Throughout much of the libretto the mythical central plot-line is intertwined with other references to aspects of court life. The classical sources, with which Kingsmill was evidently very well acquainted, are treated with considerable freedom – the most obvious liberty taken with the traditional narrative being the reversal, in Act I, of Adonis’s eagerness to go hunting and Venus’s reluctance to accede to it. (An attempt has been made to read political allegory into this reversal, but it is far more likely that the intention was simply to intensify the tragic climax, by laying the responsibility for Venus’s bereavement at her own door.) Venus’s instruction of Cupid in the arts of perverse marksmanship, in Act II, has no specific basis in myth, though the notion that he should “make some love they know not why” is firmly established in Western tradition, as is Cupid’s advice to Venus that the best guarantee of a lover’s fidelity is to “use him very ill”. And Adonis’s hounds in Act I are, curiously, among the roll-call of those of a different huntsman, Actæon, given in Ovid’s Metamorphoses, III:
dum dubitat, uidere canes primique Melampus
Ichnobatesque sagax latratu signa dedere,
Cnosius Ichnobates, Spartana gente Melampus.
(While he [Actæon, now transformed into a stag] was hesitating, he was seen by his dogs;
Melampus and keen Ichnobates were the first to give the signal with their bark,
Ichnobates was a Cnossian and Melampus of Spartan breed.)
et substricta gerens Sicyonius ilia Ladon …
(and Sicyonian Ladon with the hollow flanks …)
… hirsutaque corpore Lachne …
(… and shaggy Lachne …)
Ovid records the names of 36 of the 50 hounds, and it appears that Kingsmill, perhaps over-relying on memory when drawing on a classical source she knew well, confused Ladon – who is described in the libretto as “strong and bold” – with another of his fellows:
praeualidusque Lacon …
(and Lacon, who was outstandingly strong …)
A literal translation of the two names tends to confirm this, for Ladon means Catcher, while Lacon means Spartan. (As for the names of the other dogs, Melampus translates as Black-foot and Lachne as Shag.)

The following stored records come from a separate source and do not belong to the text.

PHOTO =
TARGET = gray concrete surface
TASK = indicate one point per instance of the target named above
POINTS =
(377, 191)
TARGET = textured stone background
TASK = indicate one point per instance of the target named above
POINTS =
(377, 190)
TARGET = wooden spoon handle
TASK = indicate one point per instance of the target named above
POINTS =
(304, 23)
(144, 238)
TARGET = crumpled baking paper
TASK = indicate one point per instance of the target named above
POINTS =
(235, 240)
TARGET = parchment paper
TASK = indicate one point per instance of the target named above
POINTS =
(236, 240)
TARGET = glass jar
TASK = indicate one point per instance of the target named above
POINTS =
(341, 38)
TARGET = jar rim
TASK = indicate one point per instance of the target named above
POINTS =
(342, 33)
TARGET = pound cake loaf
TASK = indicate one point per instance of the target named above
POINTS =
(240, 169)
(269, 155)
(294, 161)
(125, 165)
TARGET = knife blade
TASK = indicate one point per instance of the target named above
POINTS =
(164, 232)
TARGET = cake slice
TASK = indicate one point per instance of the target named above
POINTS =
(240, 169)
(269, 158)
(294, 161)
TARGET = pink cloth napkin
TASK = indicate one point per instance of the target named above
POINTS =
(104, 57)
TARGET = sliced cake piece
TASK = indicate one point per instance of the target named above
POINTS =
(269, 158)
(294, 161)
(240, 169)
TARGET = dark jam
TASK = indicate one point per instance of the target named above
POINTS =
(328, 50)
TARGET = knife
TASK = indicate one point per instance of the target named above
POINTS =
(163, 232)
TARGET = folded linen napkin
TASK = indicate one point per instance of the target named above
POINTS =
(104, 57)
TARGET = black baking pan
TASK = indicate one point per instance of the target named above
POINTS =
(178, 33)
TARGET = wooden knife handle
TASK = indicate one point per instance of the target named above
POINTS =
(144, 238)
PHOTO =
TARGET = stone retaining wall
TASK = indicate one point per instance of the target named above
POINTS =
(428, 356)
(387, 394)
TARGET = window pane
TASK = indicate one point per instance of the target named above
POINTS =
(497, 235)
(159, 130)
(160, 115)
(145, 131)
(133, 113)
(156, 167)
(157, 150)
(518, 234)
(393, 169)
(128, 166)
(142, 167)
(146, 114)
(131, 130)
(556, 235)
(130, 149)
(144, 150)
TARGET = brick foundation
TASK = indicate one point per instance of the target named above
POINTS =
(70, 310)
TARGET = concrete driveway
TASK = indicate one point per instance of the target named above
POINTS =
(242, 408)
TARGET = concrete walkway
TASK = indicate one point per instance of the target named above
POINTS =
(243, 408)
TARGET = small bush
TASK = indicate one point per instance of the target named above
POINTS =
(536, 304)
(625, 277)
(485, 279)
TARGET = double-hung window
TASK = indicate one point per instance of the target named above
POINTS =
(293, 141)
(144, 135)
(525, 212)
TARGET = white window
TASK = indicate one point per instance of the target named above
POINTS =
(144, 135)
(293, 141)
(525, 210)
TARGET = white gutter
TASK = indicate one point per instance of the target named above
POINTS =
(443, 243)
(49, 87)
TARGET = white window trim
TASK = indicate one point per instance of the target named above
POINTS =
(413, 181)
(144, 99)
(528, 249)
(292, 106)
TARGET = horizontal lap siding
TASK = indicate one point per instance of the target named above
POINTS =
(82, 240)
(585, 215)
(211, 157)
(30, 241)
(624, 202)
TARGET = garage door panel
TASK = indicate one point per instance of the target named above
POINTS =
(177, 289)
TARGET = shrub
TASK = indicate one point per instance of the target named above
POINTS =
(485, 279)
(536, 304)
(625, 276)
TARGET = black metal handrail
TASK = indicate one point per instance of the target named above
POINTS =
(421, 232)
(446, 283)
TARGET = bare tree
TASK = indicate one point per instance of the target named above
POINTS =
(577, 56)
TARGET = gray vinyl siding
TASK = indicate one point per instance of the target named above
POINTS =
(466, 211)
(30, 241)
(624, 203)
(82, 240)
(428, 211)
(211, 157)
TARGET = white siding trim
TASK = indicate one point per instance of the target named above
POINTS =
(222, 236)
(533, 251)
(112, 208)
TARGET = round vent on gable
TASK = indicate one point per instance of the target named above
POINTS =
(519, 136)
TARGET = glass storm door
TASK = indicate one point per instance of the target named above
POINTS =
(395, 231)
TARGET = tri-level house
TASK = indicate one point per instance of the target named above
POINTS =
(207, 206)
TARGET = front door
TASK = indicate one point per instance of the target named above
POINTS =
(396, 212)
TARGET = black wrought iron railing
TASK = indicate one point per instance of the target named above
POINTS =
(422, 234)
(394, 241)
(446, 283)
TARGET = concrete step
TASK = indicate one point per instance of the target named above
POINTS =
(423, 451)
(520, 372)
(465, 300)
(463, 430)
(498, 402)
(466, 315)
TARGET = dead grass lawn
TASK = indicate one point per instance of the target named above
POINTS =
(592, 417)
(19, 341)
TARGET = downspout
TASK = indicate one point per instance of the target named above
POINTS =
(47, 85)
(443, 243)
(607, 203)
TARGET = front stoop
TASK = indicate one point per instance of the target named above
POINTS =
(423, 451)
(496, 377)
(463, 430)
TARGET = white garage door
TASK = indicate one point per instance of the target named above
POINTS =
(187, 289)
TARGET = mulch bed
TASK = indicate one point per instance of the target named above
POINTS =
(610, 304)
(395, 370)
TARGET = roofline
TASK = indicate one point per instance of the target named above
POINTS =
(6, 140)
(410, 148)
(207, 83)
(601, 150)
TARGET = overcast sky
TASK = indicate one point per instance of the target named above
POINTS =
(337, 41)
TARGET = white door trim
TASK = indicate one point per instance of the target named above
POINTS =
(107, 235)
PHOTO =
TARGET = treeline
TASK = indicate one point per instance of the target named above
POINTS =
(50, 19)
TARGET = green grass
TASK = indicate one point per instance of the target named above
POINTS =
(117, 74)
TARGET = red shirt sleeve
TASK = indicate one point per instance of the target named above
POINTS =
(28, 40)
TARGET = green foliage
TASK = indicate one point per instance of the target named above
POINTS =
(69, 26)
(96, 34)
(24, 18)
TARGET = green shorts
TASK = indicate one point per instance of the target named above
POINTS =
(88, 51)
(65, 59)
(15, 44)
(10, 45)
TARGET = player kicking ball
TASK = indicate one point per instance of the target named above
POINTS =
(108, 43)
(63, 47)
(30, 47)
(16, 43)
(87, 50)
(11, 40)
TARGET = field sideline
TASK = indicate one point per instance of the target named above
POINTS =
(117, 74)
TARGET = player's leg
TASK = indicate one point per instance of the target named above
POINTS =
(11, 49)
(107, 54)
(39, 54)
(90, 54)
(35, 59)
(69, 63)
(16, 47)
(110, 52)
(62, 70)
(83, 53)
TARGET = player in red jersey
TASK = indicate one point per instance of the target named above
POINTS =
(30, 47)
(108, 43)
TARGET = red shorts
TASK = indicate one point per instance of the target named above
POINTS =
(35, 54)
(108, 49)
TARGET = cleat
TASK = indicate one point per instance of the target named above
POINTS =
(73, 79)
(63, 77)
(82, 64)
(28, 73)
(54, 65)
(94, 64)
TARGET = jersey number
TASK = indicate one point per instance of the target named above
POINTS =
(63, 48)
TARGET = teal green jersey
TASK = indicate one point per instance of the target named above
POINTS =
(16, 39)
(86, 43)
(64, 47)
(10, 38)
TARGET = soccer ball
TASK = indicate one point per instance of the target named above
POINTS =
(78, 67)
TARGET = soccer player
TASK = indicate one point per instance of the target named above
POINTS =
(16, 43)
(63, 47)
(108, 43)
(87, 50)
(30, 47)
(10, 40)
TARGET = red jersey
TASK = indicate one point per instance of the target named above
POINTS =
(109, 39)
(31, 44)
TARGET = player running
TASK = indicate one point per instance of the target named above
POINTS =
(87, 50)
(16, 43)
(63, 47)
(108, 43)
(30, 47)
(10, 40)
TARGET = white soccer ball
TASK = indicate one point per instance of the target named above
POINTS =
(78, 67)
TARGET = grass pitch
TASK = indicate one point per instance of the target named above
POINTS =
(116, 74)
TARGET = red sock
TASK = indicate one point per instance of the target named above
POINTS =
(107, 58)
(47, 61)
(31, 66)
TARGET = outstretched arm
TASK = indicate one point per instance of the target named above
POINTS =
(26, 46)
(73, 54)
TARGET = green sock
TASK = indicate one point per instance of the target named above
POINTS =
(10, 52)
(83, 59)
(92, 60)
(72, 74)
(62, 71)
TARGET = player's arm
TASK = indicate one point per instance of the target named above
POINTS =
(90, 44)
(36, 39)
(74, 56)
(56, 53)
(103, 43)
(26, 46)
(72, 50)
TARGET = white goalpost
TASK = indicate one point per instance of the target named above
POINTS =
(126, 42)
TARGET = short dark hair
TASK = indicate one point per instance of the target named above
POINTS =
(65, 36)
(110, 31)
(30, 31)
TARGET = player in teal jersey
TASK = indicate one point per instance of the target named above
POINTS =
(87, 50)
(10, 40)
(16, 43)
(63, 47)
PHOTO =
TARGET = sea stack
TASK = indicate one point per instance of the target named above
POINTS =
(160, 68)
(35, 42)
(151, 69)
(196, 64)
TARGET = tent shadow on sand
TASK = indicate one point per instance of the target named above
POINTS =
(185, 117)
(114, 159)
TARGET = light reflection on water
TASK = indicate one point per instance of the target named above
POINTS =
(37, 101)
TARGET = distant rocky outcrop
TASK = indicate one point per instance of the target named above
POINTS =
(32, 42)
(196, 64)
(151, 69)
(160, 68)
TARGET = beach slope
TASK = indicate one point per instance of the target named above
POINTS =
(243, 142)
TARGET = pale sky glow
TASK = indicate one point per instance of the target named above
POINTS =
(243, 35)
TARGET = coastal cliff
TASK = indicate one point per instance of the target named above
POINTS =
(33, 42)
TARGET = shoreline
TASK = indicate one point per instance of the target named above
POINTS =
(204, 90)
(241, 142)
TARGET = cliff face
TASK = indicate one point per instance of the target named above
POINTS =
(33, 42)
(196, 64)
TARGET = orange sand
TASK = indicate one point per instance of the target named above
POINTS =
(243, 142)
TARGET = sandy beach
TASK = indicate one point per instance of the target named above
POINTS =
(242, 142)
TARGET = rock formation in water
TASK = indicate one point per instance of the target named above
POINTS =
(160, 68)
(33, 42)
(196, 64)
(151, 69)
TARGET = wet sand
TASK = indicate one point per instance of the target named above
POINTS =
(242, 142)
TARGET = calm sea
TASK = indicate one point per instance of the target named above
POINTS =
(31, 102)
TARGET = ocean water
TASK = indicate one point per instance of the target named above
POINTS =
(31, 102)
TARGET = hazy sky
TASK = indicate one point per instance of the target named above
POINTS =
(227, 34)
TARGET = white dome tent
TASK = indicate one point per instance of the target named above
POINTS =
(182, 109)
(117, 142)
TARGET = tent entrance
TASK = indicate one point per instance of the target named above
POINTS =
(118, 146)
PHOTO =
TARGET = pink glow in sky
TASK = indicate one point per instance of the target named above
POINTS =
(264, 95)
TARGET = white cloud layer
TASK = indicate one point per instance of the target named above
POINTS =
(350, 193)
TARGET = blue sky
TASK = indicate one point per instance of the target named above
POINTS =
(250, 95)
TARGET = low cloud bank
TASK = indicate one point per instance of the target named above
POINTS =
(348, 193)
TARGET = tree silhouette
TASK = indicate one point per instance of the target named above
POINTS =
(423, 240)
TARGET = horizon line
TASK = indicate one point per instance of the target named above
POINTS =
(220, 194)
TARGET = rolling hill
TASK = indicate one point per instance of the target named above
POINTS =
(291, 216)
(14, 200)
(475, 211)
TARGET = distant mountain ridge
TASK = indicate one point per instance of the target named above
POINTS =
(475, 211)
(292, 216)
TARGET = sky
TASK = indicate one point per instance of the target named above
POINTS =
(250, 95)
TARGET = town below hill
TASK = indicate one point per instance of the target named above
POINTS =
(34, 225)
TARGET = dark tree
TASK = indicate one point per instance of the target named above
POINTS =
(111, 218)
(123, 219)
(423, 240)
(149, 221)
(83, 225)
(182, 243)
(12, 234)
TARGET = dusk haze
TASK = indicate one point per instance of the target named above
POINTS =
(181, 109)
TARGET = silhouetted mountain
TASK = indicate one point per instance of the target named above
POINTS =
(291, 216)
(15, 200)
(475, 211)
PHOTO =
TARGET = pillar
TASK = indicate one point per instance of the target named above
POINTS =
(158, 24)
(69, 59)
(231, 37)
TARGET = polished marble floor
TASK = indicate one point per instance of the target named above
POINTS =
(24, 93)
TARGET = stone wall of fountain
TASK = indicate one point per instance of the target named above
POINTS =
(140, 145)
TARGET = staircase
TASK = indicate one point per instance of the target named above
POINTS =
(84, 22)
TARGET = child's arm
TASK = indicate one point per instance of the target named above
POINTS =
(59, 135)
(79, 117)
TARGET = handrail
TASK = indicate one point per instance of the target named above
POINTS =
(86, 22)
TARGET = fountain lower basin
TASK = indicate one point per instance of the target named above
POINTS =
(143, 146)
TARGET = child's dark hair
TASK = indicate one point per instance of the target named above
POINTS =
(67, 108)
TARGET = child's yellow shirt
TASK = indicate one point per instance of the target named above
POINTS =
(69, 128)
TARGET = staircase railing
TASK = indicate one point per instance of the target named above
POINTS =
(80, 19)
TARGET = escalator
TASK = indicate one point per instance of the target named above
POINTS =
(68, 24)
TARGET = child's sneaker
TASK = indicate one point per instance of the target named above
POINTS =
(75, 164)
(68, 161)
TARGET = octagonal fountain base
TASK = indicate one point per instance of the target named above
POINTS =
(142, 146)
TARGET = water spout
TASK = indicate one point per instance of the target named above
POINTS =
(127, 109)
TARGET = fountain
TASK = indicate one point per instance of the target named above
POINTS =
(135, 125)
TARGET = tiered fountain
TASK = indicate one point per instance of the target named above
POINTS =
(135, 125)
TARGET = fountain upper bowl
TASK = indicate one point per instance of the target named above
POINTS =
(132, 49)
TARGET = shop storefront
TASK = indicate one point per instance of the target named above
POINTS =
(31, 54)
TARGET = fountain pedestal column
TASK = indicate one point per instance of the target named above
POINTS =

With the exception of the Graces’ scene all the contemporary references in the libretto are gently satirical in tone. Two of them, Cupid’s little homily on fidelity in the Prologue and parts of the dialogue between Cupid and Venus in Act II, deal with the mores and especially the sexual morals of the court. One satirical sally in the libretto has a different and unexpected target – the composer, who joined in the joke with obvious relish. It was Blow who, as Master of the Children of the Chapel Royal, was responsible for teaching his young charges to read and write: the Cupids’ Lesson in Act II gives us an amusing glimpse of his methods, and through his own eyes at that!